Triple-negative breast cancer (TNBC) demands urgent attention for the development of effective treatment strategies due to its aggressiveness and limited therapeutic options [1]. This research is primarily focused on identifying new biomarkers vital for immunotherapy, with the aim of developing tailored treatments specifically for TNBC, such as those targeting the PD-1/PD-L1 pathway. To achieve this, the study places a strong emphasis on investigating Ig genes, a characteristic of immune checkpoint inhibitors, particularly genes expressing Ig-like domains with altered expression levels induced by "cancer deformation," a condition associated with cancer malignancy. Human cells can express approximately 800 Ig family genes, yet only a few Ig genes, including PD-1 and PD-L1, have been developed into immunotherapy drugs thus far. Therefore, we investigated the Ig genes that were either upregulated or downregulated by the artificial metastatic environment in TNBC cell line. As a result, we confirmed the upregulation of approximately 13 Ig genes and validated them using qPCR. In summary, our study proposes an approach for identifying new biomarkers applicable to future immunotherapies aimed at addressing challenging cases of TNBC where conventional treatments fall short.

Fig 1

A, Schematic Illustration Showing the Sample Preparation Process B, Heatmap illustrating variations in differentially expressed genes C, The top 5 genes among the 148 upregulated genes. D, The top 5 genes among the 148 downregulated genes.

Fig 2

A, Schematic diagram for distinguishing the extracellular Ig domain. B, RNA Sequencing-Derived Heatmap of Genes with Distinct Ig-Like Domains. C, List of genes with increased expression having Ig-like domains. D, List of genes with decreased expression having Ig-like domains.

Fig 3

A, Violin plot constructed based on RNA sequencing results for genes with increased expression containing Ig-like domains.
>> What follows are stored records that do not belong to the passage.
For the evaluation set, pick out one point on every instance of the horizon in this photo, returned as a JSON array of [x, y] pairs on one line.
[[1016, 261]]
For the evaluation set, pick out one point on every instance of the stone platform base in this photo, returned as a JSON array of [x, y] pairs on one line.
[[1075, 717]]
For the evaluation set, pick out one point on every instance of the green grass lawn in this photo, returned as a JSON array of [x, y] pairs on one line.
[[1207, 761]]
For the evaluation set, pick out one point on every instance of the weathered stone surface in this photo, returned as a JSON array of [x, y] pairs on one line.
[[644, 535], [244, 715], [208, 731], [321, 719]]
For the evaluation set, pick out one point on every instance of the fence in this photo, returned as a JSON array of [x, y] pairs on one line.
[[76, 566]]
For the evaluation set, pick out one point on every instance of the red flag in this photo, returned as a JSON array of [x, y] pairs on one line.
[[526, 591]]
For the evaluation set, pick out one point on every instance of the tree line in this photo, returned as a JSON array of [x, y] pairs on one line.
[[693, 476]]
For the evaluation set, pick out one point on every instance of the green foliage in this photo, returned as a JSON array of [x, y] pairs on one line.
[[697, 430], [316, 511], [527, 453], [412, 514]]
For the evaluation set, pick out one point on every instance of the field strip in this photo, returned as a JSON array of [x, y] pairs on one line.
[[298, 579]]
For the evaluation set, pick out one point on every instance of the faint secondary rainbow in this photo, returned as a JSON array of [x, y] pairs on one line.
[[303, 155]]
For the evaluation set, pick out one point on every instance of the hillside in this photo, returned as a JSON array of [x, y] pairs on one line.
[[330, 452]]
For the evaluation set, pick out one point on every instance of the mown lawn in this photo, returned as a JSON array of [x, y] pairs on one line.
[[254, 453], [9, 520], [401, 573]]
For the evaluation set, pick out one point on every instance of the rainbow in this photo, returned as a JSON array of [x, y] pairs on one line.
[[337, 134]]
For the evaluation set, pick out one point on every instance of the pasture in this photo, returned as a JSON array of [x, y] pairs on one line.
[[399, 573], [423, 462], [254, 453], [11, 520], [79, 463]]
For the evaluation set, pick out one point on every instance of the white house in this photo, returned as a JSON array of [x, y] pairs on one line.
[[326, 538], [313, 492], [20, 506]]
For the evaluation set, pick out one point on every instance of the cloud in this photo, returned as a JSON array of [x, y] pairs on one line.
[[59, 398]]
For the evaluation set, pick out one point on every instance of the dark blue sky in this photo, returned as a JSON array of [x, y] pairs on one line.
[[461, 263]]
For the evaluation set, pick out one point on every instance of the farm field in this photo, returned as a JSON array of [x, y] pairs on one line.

B, Based on the results of the Violin plot, gene expression changes were validated through qRT-PCR in Ori, TW1, and TW2 samples.

Fig 4

A, Violin plot generated using RNA sequencing data to visualize genes with reduced expression that contain Ig-like domains. B, Based on the results from the Violin plot, the reduction in gene expression was confirmed through qRT-PCR in the Ori, TW1, and TW2 samples.

Fig 5

A, Schematic illustration depicting the structure of extracellular domains of genes analyzed as upregulated in RNA sequencing. B, List of genes with confirmed increases or decreases between Ori and TW1, validated through RNA sequencing and qRT-PCR.